Hurricane Pizza

The past couple of weeks have been pretty eventful here in South Florida. We were barely missed by that hulking behemoth Katrina at the turn of September, and just this past Monday and Tuesday all of Miami-Dade and Broward counties were effectively shut down in preparation for Hurricane Rita, which luckily proved just to be an ugly tropical storm, but which is now barreling forth toward Texas at Category 5 force.
So it's been relatively difficult to think about food creatively, or even shop for bare-necessities food, throughout the hurricane-preparedness frenzies. Monday at noon, after Miami-Dade County announced the closure of its facilities, my office shut down, and as a foolhardy group of my co-workers made its way to have a celebratory lunch at Chili's (witness the peculiar spirit and character of the native Miamian), I packed myself into the S bus and made my way home to prepare. Stopped at CVS, which was nearly deserted, to pick up some meds and batteries, but figured water and electrical-outage food could wait until my mother was able to leave her office and take me along with her to Publix. The early-hours ghost-town CVS totally misled me.
Publix was an evil jungle at 4:30 p.m. when my mother and I set out to forage for supplies. Actually, the two Miami Beach Publixes were inaccessible, parking lots full and waited on by snaking lines of cars. A causeway and some 40 blocks away, the Downtown Publix was crawling with tightly-packed cranky people grabbing the closest thing, the darndest thing, anything within reach -- we're talking frosted cupcakes, boxes upon boxes of cereal (to be eaten, in the event of an outage, how? à la Ice Cube in Friday, with water?), ready-made hot dishes... Mom and I got the hell out of there and walked across the street to my old friend CVS, where I got the following crucial hurricane supplies:
- toilet paper
- Oreo cookies
- 6 one-liter bottles of Aquafina
- graham crackers
Anyway, so Rita passed through without much fanfare after all.
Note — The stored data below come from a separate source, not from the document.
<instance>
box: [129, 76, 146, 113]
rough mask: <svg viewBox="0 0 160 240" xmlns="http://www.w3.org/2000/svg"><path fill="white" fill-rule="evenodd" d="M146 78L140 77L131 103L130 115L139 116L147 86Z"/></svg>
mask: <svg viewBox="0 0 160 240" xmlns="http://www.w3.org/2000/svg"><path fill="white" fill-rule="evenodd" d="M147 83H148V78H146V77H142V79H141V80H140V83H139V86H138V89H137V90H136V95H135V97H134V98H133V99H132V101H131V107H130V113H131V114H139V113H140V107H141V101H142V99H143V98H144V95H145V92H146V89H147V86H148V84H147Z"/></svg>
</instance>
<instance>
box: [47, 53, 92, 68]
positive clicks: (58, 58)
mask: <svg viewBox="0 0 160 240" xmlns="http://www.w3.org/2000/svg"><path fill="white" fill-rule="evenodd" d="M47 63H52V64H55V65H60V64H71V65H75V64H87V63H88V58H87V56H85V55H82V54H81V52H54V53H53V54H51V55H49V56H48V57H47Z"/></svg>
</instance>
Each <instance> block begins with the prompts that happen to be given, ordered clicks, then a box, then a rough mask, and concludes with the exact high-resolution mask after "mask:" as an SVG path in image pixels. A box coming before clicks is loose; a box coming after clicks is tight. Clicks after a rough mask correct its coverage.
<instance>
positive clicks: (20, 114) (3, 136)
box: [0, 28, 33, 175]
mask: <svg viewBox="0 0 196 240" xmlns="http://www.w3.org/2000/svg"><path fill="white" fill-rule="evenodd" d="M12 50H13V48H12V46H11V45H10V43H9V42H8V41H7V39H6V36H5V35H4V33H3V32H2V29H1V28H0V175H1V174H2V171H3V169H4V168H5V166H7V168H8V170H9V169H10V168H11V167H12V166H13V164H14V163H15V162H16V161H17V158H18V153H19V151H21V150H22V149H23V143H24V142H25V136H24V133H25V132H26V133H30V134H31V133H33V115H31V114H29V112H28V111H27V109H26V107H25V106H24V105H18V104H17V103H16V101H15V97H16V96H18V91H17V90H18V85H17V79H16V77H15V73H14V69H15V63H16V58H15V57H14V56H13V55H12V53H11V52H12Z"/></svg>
Monday night, buried in our little studio apartment, we lived off of my mom's meatball stew (previously frozen and delivered in Tupperware) and the aforementioned Oreos; and Tuesday we braved the gusty, wet outer rings and made our way to the Van Dyke for overcooked calamari, gigantic comfort-food burgers, and the most gargantuan brownie sundaes ever recorded in the books (at least in mine). So we've completely been avoiding taking on the responsibility of food for several days now, which likewise reflects on the state of our fridge (poor, malnourished).
So tonight I decided to pull together a few odds and ends and throw them together onto a whole-wheat pizza crust in a nod to resourcefulness in the face of hardship, hurricane hardship, and laziness. The outcome is conveniently, alluringly pictured above.
While I George-grilled a chicken breast brushed with oil and aux herbes de Provence, topped the pizza crust with a store-bought red wine marinara (bertolli, not bad for prefab), slices of fresh water-packed mozzarella, dollops of ricotta and goat cheese, sundried tomatoes, fresh spinach, and manzanilla olives. When the chicken was cooked through, I cut it into small chunks and added it to the pizza. I sprinkled all toppings with grated Parmigiano-Romano cheese, herbes, and drops of olive oil, and slid the pizza into the oven at 450°F for about 15 minutes. The combination of toppings was delicious (fresh basil arranged on top just before serving would have capped off the experience, but none was to be had), but the pizza base was a big disappointment. The crust was chewy and rubbery all around, rather than being crisp on the outside and tenderly flaky inside, and the whole-wheat taste was overpowering and gluey. I definitely don't recommend, and I still strive for the heights of dough-crafting and pizza-making that characterize Spris. But that's a food review for another time.
I leave you heavy-lidded and with a belly full of hurricane pizza. Mmmm.